Darauf hat Professor Frank Jessen von der Universität Bonn beim Hauptstadtsymposium der Deutschen Gesellschaft für Psychiatrie und Psychotherapie, Psychosomatik und Nervenheilkunde hingewiesen.
"In jeder Altersstufe werden weniger Menschen dement als gedacht", sagte Jessen. Dies könne mit einem sich verändernden Lebensstil zusammenhängen.
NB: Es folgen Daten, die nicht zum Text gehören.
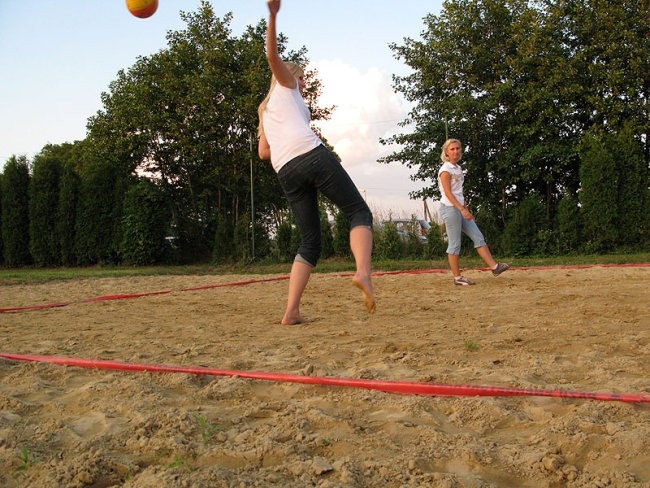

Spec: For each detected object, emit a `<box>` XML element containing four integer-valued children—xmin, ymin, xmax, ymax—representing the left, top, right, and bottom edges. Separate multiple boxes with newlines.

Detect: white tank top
<box><xmin>262</xmin><ymin>83</ymin><xmax>322</xmax><ymax>172</ymax></box>
<box><xmin>438</xmin><ymin>161</ymin><xmax>465</xmax><ymax>207</ymax></box>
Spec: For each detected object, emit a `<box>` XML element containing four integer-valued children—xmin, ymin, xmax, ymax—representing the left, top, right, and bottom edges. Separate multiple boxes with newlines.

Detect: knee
<box><xmin>294</xmin><ymin>246</ymin><xmax>321</xmax><ymax>268</ymax></box>
<box><xmin>296</xmin><ymin>234</ymin><xmax>322</xmax><ymax>266</ymax></box>
<box><xmin>348</xmin><ymin>206</ymin><xmax>372</xmax><ymax>229</ymax></box>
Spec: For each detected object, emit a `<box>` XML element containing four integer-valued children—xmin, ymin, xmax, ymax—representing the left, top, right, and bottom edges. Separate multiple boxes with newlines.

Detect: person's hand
<box><xmin>460</xmin><ymin>207</ymin><xmax>474</xmax><ymax>220</ymax></box>
<box><xmin>266</xmin><ymin>0</ymin><xmax>280</xmax><ymax>15</ymax></box>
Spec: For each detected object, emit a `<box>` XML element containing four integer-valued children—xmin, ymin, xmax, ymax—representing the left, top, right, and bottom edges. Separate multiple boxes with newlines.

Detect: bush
<box><xmin>120</xmin><ymin>180</ymin><xmax>169</xmax><ymax>266</ymax></box>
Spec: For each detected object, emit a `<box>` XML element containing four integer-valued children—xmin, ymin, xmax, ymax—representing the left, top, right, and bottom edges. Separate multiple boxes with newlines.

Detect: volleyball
<box><xmin>126</xmin><ymin>0</ymin><xmax>158</xmax><ymax>19</ymax></box>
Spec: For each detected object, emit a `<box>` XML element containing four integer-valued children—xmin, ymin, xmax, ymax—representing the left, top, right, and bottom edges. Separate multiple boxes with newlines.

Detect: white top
<box><xmin>262</xmin><ymin>83</ymin><xmax>322</xmax><ymax>172</ymax></box>
<box><xmin>438</xmin><ymin>161</ymin><xmax>465</xmax><ymax>207</ymax></box>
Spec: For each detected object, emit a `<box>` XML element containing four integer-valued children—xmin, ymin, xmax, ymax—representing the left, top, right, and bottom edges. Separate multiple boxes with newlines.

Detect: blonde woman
<box><xmin>258</xmin><ymin>0</ymin><xmax>376</xmax><ymax>325</ymax></box>
<box><xmin>438</xmin><ymin>139</ymin><xmax>510</xmax><ymax>286</ymax></box>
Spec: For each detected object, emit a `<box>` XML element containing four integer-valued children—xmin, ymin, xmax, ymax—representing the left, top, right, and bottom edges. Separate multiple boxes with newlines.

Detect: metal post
<box><xmin>248</xmin><ymin>134</ymin><xmax>255</xmax><ymax>261</ymax></box>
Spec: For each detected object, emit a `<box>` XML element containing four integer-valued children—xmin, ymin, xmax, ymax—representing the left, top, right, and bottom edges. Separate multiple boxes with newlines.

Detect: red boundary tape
<box><xmin>0</xmin><ymin>263</ymin><xmax>650</xmax><ymax>313</ymax></box>
<box><xmin>0</xmin><ymin>353</ymin><xmax>650</xmax><ymax>403</ymax></box>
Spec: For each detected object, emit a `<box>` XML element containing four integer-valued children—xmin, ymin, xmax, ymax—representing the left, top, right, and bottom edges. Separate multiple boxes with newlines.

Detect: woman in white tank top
<box><xmin>258</xmin><ymin>0</ymin><xmax>376</xmax><ymax>325</ymax></box>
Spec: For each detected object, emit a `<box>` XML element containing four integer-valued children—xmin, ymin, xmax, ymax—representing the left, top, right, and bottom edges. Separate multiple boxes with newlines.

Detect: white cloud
<box><xmin>312</xmin><ymin>60</ymin><xmax>425</xmax><ymax>218</ymax></box>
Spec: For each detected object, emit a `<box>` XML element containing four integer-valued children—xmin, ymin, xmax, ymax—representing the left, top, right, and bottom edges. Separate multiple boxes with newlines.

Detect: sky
<box><xmin>0</xmin><ymin>0</ymin><xmax>442</xmax><ymax>219</ymax></box>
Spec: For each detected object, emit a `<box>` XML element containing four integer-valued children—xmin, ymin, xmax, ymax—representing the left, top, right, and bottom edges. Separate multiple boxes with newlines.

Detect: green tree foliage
<box><xmin>374</xmin><ymin>220</ymin><xmax>404</xmax><ymax>259</ymax></box>
<box><xmin>275</xmin><ymin>218</ymin><xmax>297</xmax><ymax>263</ymax></box>
<box><xmin>83</xmin><ymin>1</ymin><xmax>329</xmax><ymax>260</ymax></box>
<box><xmin>607</xmin><ymin>125</ymin><xmax>650</xmax><ymax>247</ymax></box>
<box><xmin>320</xmin><ymin>206</ymin><xmax>334</xmax><ymax>259</ymax></box>
<box><xmin>56</xmin><ymin>159</ymin><xmax>81</xmax><ymax>266</ymax></box>
<box><xmin>0</xmin><ymin>156</ymin><xmax>31</xmax><ymax>268</ymax></box>
<box><xmin>29</xmin><ymin>145</ymin><xmax>65</xmax><ymax>266</ymax></box>
<box><xmin>0</xmin><ymin>173</ymin><xmax>4</xmax><ymax>265</ymax></box>
<box><xmin>555</xmin><ymin>194</ymin><xmax>582</xmax><ymax>254</ymax></box>
<box><xmin>333</xmin><ymin>211</ymin><xmax>352</xmax><ymax>258</ymax></box>
<box><xmin>212</xmin><ymin>214</ymin><xmax>235</xmax><ymax>264</ymax></box>
<box><xmin>424</xmin><ymin>223</ymin><xmax>447</xmax><ymax>259</ymax></box>
<box><xmin>503</xmin><ymin>194</ymin><xmax>550</xmax><ymax>256</ymax></box>
<box><xmin>382</xmin><ymin>0</ymin><xmax>650</xmax><ymax>244</ymax></box>
<box><xmin>75</xmin><ymin>163</ymin><xmax>124</xmax><ymax>266</ymax></box>
<box><xmin>579</xmin><ymin>135</ymin><xmax>619</xmax><ymax>252</ymax></box>
<box><xmin>120</xmin><ymin>179</ymin><xmax>169</xmax><ymax>266</ymax></box>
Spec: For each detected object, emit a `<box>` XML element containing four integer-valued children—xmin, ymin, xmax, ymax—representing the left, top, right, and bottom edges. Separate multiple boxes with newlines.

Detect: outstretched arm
<box><xmin>266</xmin><ymin>0</ymin><xmax>297</xmax><ymax>88</ymax></box>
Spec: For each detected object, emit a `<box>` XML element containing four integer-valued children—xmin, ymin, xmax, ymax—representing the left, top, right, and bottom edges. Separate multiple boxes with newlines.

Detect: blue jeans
<box><xmin>278</xmin><ymin>145</ymin><xmax>372</xmax><ymax>266</ymax></box>
<box><xmin>440</xmin><ymin>204</ymin><xmax>486</xmax><ymax>255</ymax></box>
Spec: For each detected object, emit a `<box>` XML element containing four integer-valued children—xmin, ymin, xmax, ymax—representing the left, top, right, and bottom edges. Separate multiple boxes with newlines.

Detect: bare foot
<box><xmin>352</xmin><ymin>275</ymin><xmax>377</xmax><ymax>313</ymax></box>
<box><xmin>280</xmin><ymin>315</ymin><xmax>311</xmax><ymax>325</ymax></box>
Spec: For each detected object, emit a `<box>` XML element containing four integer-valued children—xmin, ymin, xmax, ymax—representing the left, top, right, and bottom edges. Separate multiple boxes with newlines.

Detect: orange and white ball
<box><xmin>126</xmin><ymin>0</ymin><xmax>158</xmax><ymax>19</ymax></box>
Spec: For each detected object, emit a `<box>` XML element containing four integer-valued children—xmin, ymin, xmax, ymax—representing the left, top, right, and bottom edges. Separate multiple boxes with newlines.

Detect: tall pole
<box><xmin>248</xmin><ymin>134</ymin><xmax>255</xmax><ymax>261</ymax></box>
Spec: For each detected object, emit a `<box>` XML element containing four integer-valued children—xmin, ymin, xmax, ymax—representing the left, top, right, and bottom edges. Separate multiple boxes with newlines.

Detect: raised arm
<box><xmin>266</xmin><ymin>0</ymin><xmax>297</xmax><ymax>88</ymax></box>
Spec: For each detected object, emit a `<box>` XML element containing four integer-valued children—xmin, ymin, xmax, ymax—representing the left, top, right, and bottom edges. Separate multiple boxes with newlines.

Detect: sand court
<box><xmin>0</xmin><ymin>265</ymin><xmax>650</xmax><ymax>487</ymax></box>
Die Prävention von Herz-Kreislauf-Erkrankungen schütze möglicherweise auch das Gehirn.
Bislang war die Forschung davon ausgegangen, dass sich die Zahl der im Jahr 2010 rund 1,4 Millionen an einer Demenz erkrankten Menschen jedes Jahr um rund 300.000 erhöhen werde.
Medikamente sollen Demenz verzögern
Fortschritte sieht Jessen auch bei der Entwicklung medikamentöser Therapien vor allem gegen die Alzheimer-Krankheit als die häufigste Form von Demenz.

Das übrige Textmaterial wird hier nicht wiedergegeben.